Osamu Tezuka est un gars énervant à la vie passionnante, qui réussit à mener à bien ses études de médecine – il n’exercera jamais en dehors de ses œuvres – tout en révolutionnant l’art du manga et avant de révolutionner celui de l’animation. Bien qu’il connut une période de creux dans les années 60, il n’a jamais cessé de travailler, ce jusqu’à son lit de mort. Les trois séries qu’il écrivait alors resteront à jamais inachevées. Il ne s’agit pas des seuls titres qu’il ne put mener à bien – citons Vampires, interrompu en raison de l’arrêt de son mangashi – mais le fait qu’il les poursuivit jusqu’au bout, alors qu’il se savait sans doute déjà condamné, leur confère un statut particulier, presque mythique, au sein d’une bibliographie d’une richesse pourtant déjà inégalable.
Les lecteurs français avaient déjà pu découvrir deux d’entre elles par le passé. D’abord Ludwig B, biographie romancée de Beethoven, qui surprend par quelques rares envolées lyriques mais reste globalement anecdotique au-delà de son statut mentionné tantôt.

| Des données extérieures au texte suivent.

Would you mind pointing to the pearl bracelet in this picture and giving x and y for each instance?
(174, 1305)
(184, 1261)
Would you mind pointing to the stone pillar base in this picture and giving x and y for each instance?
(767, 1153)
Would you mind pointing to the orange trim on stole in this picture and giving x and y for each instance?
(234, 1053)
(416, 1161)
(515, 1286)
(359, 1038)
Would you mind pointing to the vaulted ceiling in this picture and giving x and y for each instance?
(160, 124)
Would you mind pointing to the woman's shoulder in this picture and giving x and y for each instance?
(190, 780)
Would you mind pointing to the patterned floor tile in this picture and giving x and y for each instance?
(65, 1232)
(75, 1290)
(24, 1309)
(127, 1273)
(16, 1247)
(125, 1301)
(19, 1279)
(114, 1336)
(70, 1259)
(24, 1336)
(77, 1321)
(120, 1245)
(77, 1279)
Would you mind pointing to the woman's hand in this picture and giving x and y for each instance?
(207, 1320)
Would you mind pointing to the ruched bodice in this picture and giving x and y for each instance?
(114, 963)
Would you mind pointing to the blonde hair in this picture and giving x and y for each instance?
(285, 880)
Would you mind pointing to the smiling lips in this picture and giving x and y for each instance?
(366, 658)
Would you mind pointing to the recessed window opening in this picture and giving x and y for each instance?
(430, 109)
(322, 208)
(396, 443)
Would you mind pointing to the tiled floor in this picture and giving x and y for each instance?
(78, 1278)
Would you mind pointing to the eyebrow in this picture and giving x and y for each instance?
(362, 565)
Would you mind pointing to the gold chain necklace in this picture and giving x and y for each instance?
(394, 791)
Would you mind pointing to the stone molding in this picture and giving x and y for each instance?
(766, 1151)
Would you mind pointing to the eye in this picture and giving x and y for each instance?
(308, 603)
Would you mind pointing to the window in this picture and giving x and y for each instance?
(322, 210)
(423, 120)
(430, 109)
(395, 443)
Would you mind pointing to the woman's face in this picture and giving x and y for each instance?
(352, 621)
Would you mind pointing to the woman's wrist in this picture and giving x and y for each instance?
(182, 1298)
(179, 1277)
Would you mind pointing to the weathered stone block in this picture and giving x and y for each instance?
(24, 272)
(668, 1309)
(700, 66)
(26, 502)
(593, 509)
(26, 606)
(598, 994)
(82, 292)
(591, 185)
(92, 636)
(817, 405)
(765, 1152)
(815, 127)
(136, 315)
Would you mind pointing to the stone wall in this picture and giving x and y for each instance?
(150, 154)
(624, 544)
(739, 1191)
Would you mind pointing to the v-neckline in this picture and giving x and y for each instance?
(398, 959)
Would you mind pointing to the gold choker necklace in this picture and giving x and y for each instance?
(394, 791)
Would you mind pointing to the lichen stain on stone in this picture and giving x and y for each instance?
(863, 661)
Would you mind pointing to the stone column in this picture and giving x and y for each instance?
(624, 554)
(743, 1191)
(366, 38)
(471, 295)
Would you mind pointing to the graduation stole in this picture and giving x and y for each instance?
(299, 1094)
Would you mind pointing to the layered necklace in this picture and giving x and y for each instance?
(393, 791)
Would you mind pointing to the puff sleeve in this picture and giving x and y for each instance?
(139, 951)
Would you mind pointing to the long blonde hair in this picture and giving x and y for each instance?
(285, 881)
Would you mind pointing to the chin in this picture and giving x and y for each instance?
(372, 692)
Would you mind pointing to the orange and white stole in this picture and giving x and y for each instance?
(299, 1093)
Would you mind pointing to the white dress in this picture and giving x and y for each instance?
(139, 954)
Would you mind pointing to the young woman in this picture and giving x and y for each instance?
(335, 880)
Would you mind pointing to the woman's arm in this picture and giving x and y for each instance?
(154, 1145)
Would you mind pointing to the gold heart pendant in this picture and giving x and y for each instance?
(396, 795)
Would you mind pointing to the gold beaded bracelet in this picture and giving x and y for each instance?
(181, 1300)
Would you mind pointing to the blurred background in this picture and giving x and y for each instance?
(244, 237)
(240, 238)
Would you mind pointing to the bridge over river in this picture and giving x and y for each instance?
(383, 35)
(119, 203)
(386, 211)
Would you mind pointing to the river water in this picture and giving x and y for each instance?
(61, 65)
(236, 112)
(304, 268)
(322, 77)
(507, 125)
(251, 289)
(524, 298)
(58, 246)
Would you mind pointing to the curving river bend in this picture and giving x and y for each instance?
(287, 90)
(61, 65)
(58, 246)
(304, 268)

Puis Gringo, titre éminemment politique suivant un cadre japonais prêt à tout pour gravir les échelons de son entreprise bien que exilé en Amérique du Sud ; son style réaliste – même si l’auteur admet volontiers traiter dans ce récit d’un Japonais caricatural à l’excès – et son ton fataliste en font un titre parfois difficile à lire mais fascinant. Neo Faust est le dernier à nous arriver, et il s’agit certainement du plus intéressant des trois, et de celui qui ressemble le plus à un testament qu’aurait voulu nous laisser Osamu Tezuka.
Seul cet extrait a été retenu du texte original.